Par Delphine Valloire
Un film d'animation de Hayao Miyazaki
Venise 2004 – Compétition officielle
Synopsis : Ignorant la guerre qui se prépare au dehors, Sophie, une jeune fille solitaire, fabrique sans joie des chapeaux dans la boutique qui appartenait à son père. Lors d'une de ses rares sorties en ville, elle rencontre le magicien Howl qui la protège contre une attaque de démons sombres et visqueux. Fascinée par le charisme et la beauté de Howl, Sophie essaie de reprendre ses esprits quand la Sorcière du Gâchis, renseignée par ses démons et piquée par la jalousie la transforme en vieille femme. Sophie s'enfuit avec difficulté dans la montagne à la recherche du château mobile de Howl…
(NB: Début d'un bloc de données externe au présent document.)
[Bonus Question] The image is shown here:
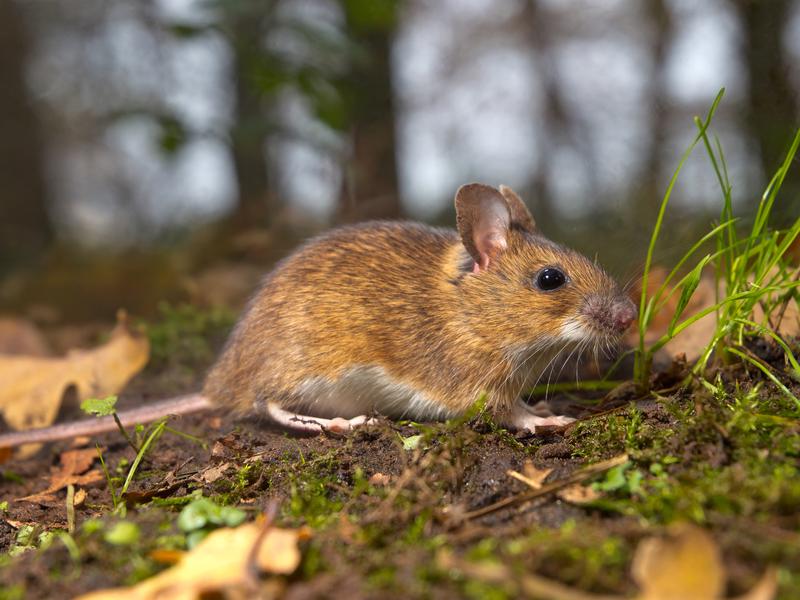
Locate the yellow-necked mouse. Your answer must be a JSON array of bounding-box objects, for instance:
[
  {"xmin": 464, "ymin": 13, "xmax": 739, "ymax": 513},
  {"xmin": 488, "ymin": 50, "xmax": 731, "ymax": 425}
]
[{"xmin": 0, "ymin": 183, "xmax": 636, "ymax": 446}]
Critique : CQFD. Une fois tombé dans l'univers merveilleux de Monsieur Miyazaki, il est très difficile d'en sortir. Ces films sont autant d'élixirs de pur bonheur, ni tout à fait les mêmes, ni tout à fait autres. Et ce dernier opus, après les succès planétaires de « Princesse Mononoke » et du « Voyage de Chihiro », le prouve une fois de plus. Mais cette fois-ci, l'aventure paraissait presque risquée pour le studio Ghibli : seulement deux ans d'attente au lieu de cinq ou six pour ce long métrage « Howl's Moving Castle » adapté du livre éponyme, grand succès de la littérature pour enfants.
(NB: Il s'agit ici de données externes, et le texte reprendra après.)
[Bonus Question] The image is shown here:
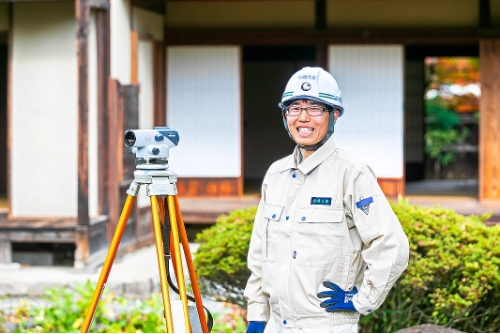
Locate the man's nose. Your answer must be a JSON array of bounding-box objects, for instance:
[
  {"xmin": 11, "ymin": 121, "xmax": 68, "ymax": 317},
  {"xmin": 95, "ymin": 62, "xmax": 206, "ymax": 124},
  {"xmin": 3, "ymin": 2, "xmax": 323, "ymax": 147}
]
[{"xmin": 299, "ymin": 108, "xmax": 309, "ymax": 121}]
Comme toujours, l'histoire prend place dans un pays imaginaire, un puzzle de cartes postales venues d'Autriche, d'Allemagne ou d'Alsace, avec de petites maisons à colombages, des crinolines et des jeunes hommes en uniforme début de siècle qu'on croirait échappés d'un film de Max Ophuls. Sophie l'héroïne échappe à une existence morose en une rencontre. Le magicien Howl, à la beauté androgyne, qui semble inspiré à la fois par Albator et David Bowie période Glam Rock la sauve de démons puis la recueille lorsqu'elle n'est plus qu'une vieille dame rigolote et têtue. Au fil des rebondissements, une drôle de famille se compose dans le château tarabiscoté de Howl : un petit garçon, le feu Calcifer râleur mais sensible, un magicien un peu lunatique, Sophie, un chien asthmatique, une grand-mère obèse un peu gaga et un épouvantail affable.
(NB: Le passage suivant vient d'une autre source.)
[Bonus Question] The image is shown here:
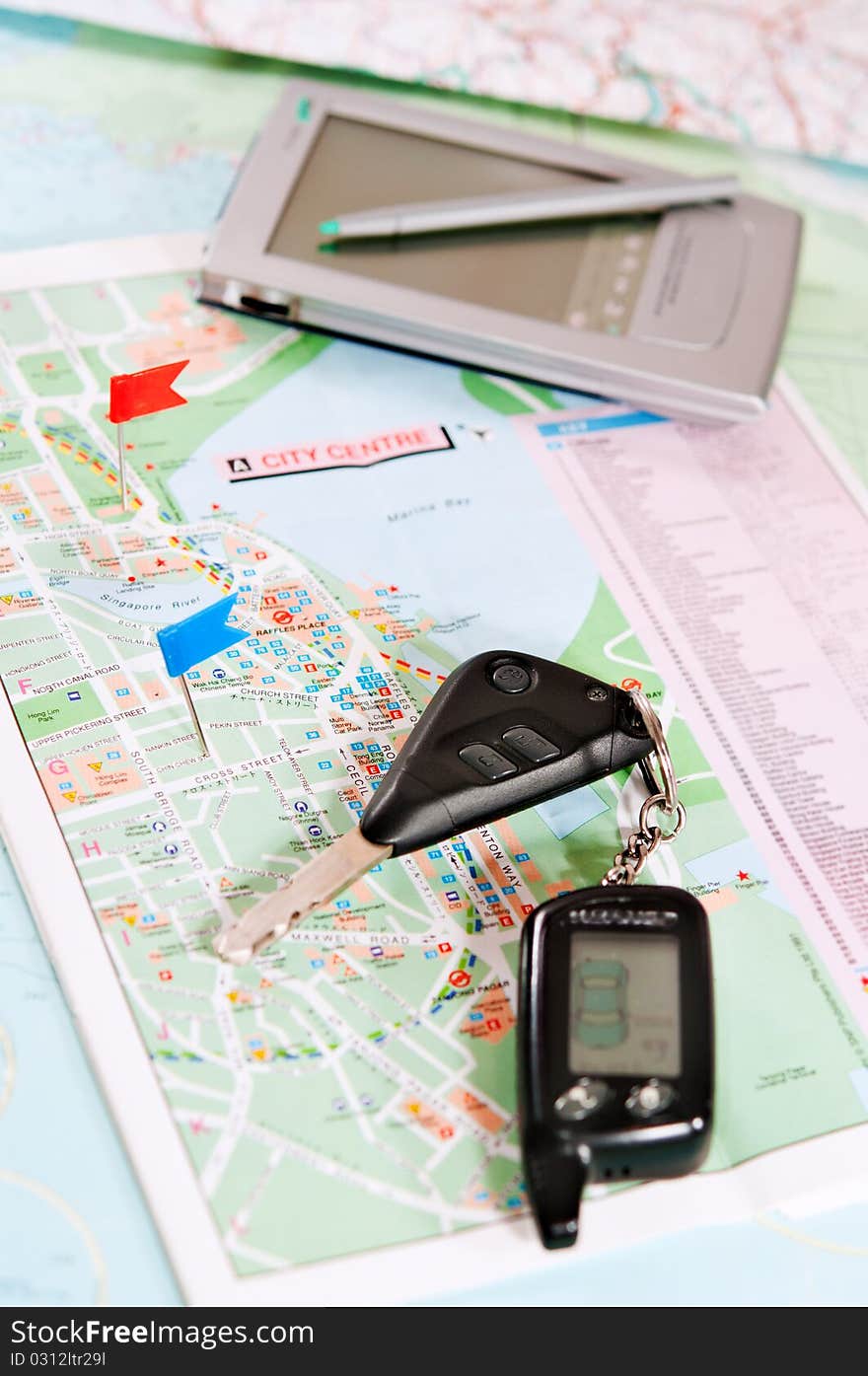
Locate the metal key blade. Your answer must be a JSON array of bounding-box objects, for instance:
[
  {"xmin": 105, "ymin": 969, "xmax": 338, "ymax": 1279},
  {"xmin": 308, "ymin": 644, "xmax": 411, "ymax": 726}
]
[{"xmin": 215, "ymin": 827, "xmax": 392, "ymax": 965}]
Si le film est irracontable c'est qu'il contient à peu près une idée éblouissante à la minute. En magicien génial, Miyazaki les présente comme autant de surprises, qui donne l'impression d'ouvrir des boîtes magiques ou des cadeaux en permanence suscitant l'étonnement. Toutes les références se télescopent et se mélangent – contes russes, magicien d'Oz, Alice au pays des Merveilles tombant dans un faille du Temps - , sans jamais que le film perde son âme. Regarder “Howl's Moving Castle”, c'est remontrer le temps, redevenir pendant deux heures un enfant absolument émerveillé. Et cette magie étrange, ce pouvoir que possède Miyazaki dont il use en virtuose s'appelle l'imagination.